Going Deep (Alpha Ops #5)

The interval timer flashed 10.00 just ahead of the shutdown area. Fuck, fuck! As he drove sedately down the taxi strip at ten miles per hour, he caught a glimpse of Shane sitting by Cady. Keeping her company, keeping an eye on her. It didn’t matter. Shane had his back.

It was open night at the track, so he did a few more runs. His times varied from 10.01 to 10.00 before he gave up and exited the track, rolling back to the trailer. Shane was already there.

“Driver error,” Conn said.

“Don’t be too sure about that,” Shane said, hands on hips, listening to the engine. “I’ll take a look at it tomorrow.”

“Thanks for looking after Cady.”

“I didn’t do it for you,” Shane said, then winked at him. “She seems down to earth. Normal. Not like your typical famous person.”

“How many famous people do you know?”

“One, now,” Shane said. “Mom loves all those entertainment shows. Batshit crazy, the whole pack of them. But not Cady.”

Not Cady, who had dated Harry Linton and planned to drop a record that would make her a global superstar. “No,” he said absently. “Not Cady.”

Cady strolled up, wearing his jacket over hers. She looked absurd, her petite body disappearing into her puffy down coat and his denim jacket. She had her hands jammed into the pockets, and based on the bulge inside the coat, her insulated mug wedged inside.

“Nice runs,” she said. “You were close. A hundredth of a second.”

Not close enough. “Thanks,” he said, slicing Shane a look to keep him from telling her why they weren’t great runs at all. He had maybe a month left of weather closest to the dry, cold air in which his dad made his best run. If he couldn’t do it by Christmas, his chances were shot for another year.

“I’m going to stop at the porta-potty,” she said.

“You sure? We’re not far from town.”

“I could wait,” she mused, “but I have to pee, there are porta-potties by the hanger, and I’m not that fastidious about them.”

“I’ll come with you.”

He escorted her there, and stood discreetly to the side when she went inside. He was leaning against the hangar wall, examining the grease under his nails and wondering what the hell had happened in his life, when someone very big and very solid thudded back against the corrugated metal beside him.

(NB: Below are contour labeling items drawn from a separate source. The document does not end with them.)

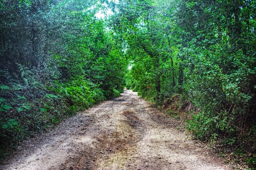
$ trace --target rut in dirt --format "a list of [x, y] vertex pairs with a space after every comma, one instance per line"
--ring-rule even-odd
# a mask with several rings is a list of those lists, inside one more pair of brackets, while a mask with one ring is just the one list
[[231, 169], [178, 126], [126, 90], [24, 142], [0, 169]]

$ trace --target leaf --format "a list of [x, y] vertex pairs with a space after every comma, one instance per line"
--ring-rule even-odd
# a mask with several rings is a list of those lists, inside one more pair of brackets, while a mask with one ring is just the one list
[[0, 84], [0, 90], [10, 90], [10, 88], [9, 86], [5, 86], [2, 84]]

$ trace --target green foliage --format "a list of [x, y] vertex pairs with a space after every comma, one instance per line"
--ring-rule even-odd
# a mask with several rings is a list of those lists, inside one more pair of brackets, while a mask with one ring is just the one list
[[0, 150], [123, 90], [128, 62], [97, 1], [0, 2]]
[[118, 11], [110, 25], [130, 61], [126, 87], [158, 105], [180, 94], [196, 108], [188, 126], [195, 137], [255, 153], [255, 5], [184, 0], [110, 5]]

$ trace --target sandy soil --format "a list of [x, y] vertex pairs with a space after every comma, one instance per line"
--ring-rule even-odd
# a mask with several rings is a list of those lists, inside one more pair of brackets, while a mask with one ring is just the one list
[[178, 127], [126, 90], [25, 142], [0, 169], [231, 169]]

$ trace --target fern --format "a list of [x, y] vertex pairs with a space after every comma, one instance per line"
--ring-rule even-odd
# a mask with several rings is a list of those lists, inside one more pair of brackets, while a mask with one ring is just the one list
[[6, 102], [7, 100], [4, 98], [0, 97], [0, 103], [3, 102]]
[[25, 85], [31, 85], [36, 88], [43, 86], [40, 82], [36, 80], [34, 73], [29, 70], [29, 68], [19, 63], [16, 63], [16, 64], [20, 74], [20, 77]]
[[58, 96], [55, 95], [52, 95], [52, 94], [47, 94], [45, 95], [45, 97], [49, 99], [51, 99], [53, 98], [58, 98]]
[[0, 105], [0, 112], [7, 113], [9, 109], [13, 108], [12, 107], [8, 104], [2, 104]]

Conn straightened, shoulders squaring, hand automatically going to his hip before his brain caught up with his body. He recognized this guy.

“Cesar, right? From Eye Candy? Why aren’t you at work?”

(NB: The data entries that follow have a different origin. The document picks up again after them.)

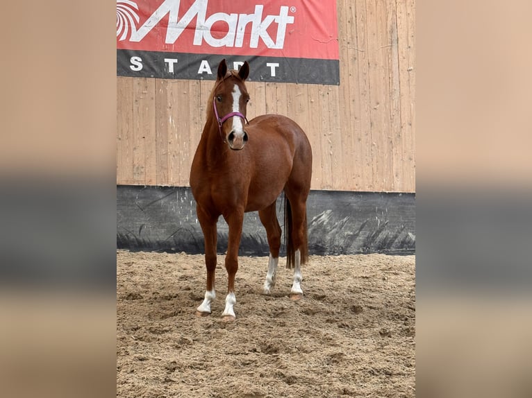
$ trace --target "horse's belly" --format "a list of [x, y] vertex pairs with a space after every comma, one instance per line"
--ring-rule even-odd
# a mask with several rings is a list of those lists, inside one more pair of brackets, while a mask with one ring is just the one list
[[252, 184], [247, 195], [246, 211], [256, 211], [267, 207], [275, 202], [283, 191], [285, 182], [266, 182]]

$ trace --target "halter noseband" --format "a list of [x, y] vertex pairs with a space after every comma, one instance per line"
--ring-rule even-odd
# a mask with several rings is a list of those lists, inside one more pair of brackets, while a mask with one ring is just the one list
[[[223, 82], [226, 78], [231, 77], [231, 76], [235, 76], [232, 73], [231, 74], [228, 74], [226, 77], [224, 77], [223, 79], [222, 79], [222, 81], [218, 83], [219, 85]], [[218, 131], [219, 132], [220, 137], [223, 137], [223, 135], [222, 134], [222, 125], [224, 124], [224, 123], [229, 118], [233, 117], [233, 116], [238, 116], [240, 118], [243, 119], [246, 121], [246, 123], [247, 124], [249, 124], [249, 122], [247, 120], [247, 118], [244, 116], [242, 113], [240, 112], [232, 112], [231, 113], [228, 113], [226, 115], [225, 115], [224, 117], [219, 117], [218, 116], [218, 110], [216, 109], [216, 96], [213, 98], [213, 107], [215, 110], [215, 116], [216, 117], [216, 120], [218, 122]], [[225, 141], [225, 139], [224, 139], [224, 141]]]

“It’s my birthday. Miss Eve gave me the night off.”

Conn’s eyes narrowed. Could be true. Could be total bullshit.

Cesar kept his gaze focused on the line of cars waiting to race. Outside Eye Candy he seemed harder, the years of street life coming to the surface. The gang tattoo on his neck was visible in the light before he hunched his shoulders. “You’re looking in the wrong place.”

Two seconds earlier Conn’s brain had been coasting along in neutral. Now it jerked from second gear into overdrive. “For what?”

Cesar just looked at him. He was all but hidden in the dark shadow angling across the hanger’s metal wall; a sharp line delineated the lights on the drag strip and the pitch-blackness leading into the grassy field behind the hanger the jump school used as a landing site.

“It ain’t the county. Ain’t the street. Look closer than that. Inside the Block,” Cesar said.

The Block was street slang for the Eastern Precinct, based on the building’s square shape and brick facade. The architecture was uninspired, as most city facilities were, and felt like a prison or the kind of place to make a last stand when the zombie apocalypse arrived. Cops were insiders. Everyone else wasn’t.

Cesar was saying the answer to who beat up Jordy Jackson and framed Conn for it was inside the Block. He’d been betrayed by one of his own.





CHAPTER ELEVEN

Fury seared Conn’s veins. Police departments were no different than any other segment of the population; they had good guys and bad guys, but Cesar was hinting at a level of corruption that included assaulting a prisoner and framing another cop for it. The possibility was zero. His muscles tightened as his temper flared. The only thing that stopped him from fisting his hands in Cesar’s hoodie and slamming him into the wall was the fact that their combined weight might send the hangar crashing to the ground.

Reflexively he shoved his fists into his jacket pocket, and got a grip. He had to ask the questions. Even false leads had to be run down, to prove a case beyond a shadow of a doubt. “Not the county.”

Cesar shook his head. In the distant part of his mind Conn had to laugh. Cesar’s big bald head was protected from the cold by the same type of black wool watch cap Conn wore.

“Where should I look?”

“Somebody has to replace Hector.” He stepped further into the hangar’s long, cold shadow.

Bullshit. “You’re saying someone inside the Block went after leadership of the Strykers?” he asked, incredulous. “Who?”